Ao interpretar os dados obtidos durante o manejo do HTP, ficaram evidentes


características como embotamento afetivo, sensação de inadequação e preocupação
excessiva com a opinião alheia e dependência de outros, com indicativos de uma
labilidade em analisar os próprios recursos para lidar com situações cotidianas, em
especial em situações consideradas estressantes pela avaliada (Buck, 2009; Villemor-
Amaral, 2015). Outro traço forte de Maria encontrado durante a investigação dos dados
de suas produções gráficas diz respeito à fortes sintomas ansiosos, também apontadas nas
outras técnicas utilizadas, utilizando o comportamento evitativo e de isolamento como
estratégia. A análise de suas produções gráficas bem como as técnicas adjacentes
apontaram para uma puerilidade em lidar com seus afetos.
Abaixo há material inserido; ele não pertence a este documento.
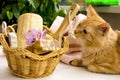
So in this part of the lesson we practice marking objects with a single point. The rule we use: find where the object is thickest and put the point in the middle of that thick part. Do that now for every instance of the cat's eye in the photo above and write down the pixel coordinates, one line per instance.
(85, 31)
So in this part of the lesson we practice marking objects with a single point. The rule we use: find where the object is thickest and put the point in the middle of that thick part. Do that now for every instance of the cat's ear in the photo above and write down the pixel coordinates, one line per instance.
(104, 28)
(91, 11)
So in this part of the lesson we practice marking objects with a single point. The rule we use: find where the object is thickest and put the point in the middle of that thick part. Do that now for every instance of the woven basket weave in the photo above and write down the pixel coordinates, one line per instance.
(24, 63)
No caso de Maria, uma das formas em que esta puerilidade se manifesta e que
chama a atenção, diz respeito à sua autoimagem. Não obstante, a autoimagem pode
influenciar no autovalor carregado pela mesma, produzindo sentido para a sua imagem a
partir do o que é valorizado pelos seus pares (Farias, 2010). Ao referir-se à deficiência no
contato com as contingências naturais proeminentes de situações de socialização, esta
pode tornar o indivíduo dependente de regras estabelecidas por terceiros sobre como agir,
construindo seus comportamentos verbais a partir do comportamento verbal alheio e
tornando-se indiferente às contingências naturais (de Farias et. al.2010 apud Baum
1994,1999; Catania, 1998, 1999; Matos, 2001; Meyer, 2005). Tal labilidade pode ser
explicada por ocasião de sintomas ansiosos, presentes em Transtornos Depressivos
(Farias et. al 2010; APA, 2013).

5. CONSIDERAÇÕES FINAIS

Na etapa final, realizamos a entrevista devolutiva, inicialmente trazendo a queixa


principal e o encaminhamento da escola foi realizada na presença da genitora os aspectos
apontados no laudo gerado como resultado da AP, bem como a resolução de possíveis
dúvidas e encaminhamentos. Nesta ocasião, foram elucidados para a mãe da avaliada os
benefícios de uma intervenção terapêutica e médica (visando minimizar as dificuldades
as quais sua filha enfrentava naquele momento), bem como a importância da
conscientização da família e dos profissionais que lidam diretamente com a avaliada no
contexto escolar (Farias et. al. 2010). Assim, foi entregue a mesma o laudo resultante do
processo de AP de Maria, direcionado à solicitante (escola), contendo apenas os aspectos
relevantes para as possíveis contribuições da escola na vida acadêmica de Maria, sem
expor sua dinâmica familiar e preservando os aspectos éticos da A.P.

Desta forma, o processo avaliativo tornou evidente que as dificuldades de


aprendizagem de Maria eram secundárias a sinais e sintomas típicos de um possível
quadro depressivo. Por fim, recomendamos ainda a estabelecendo um canal de
comunicação entre os profissionais psicólogos e os demais envolvidos para que possam
dialogar entre si, fortalecendo o aspecto multidisciplinar.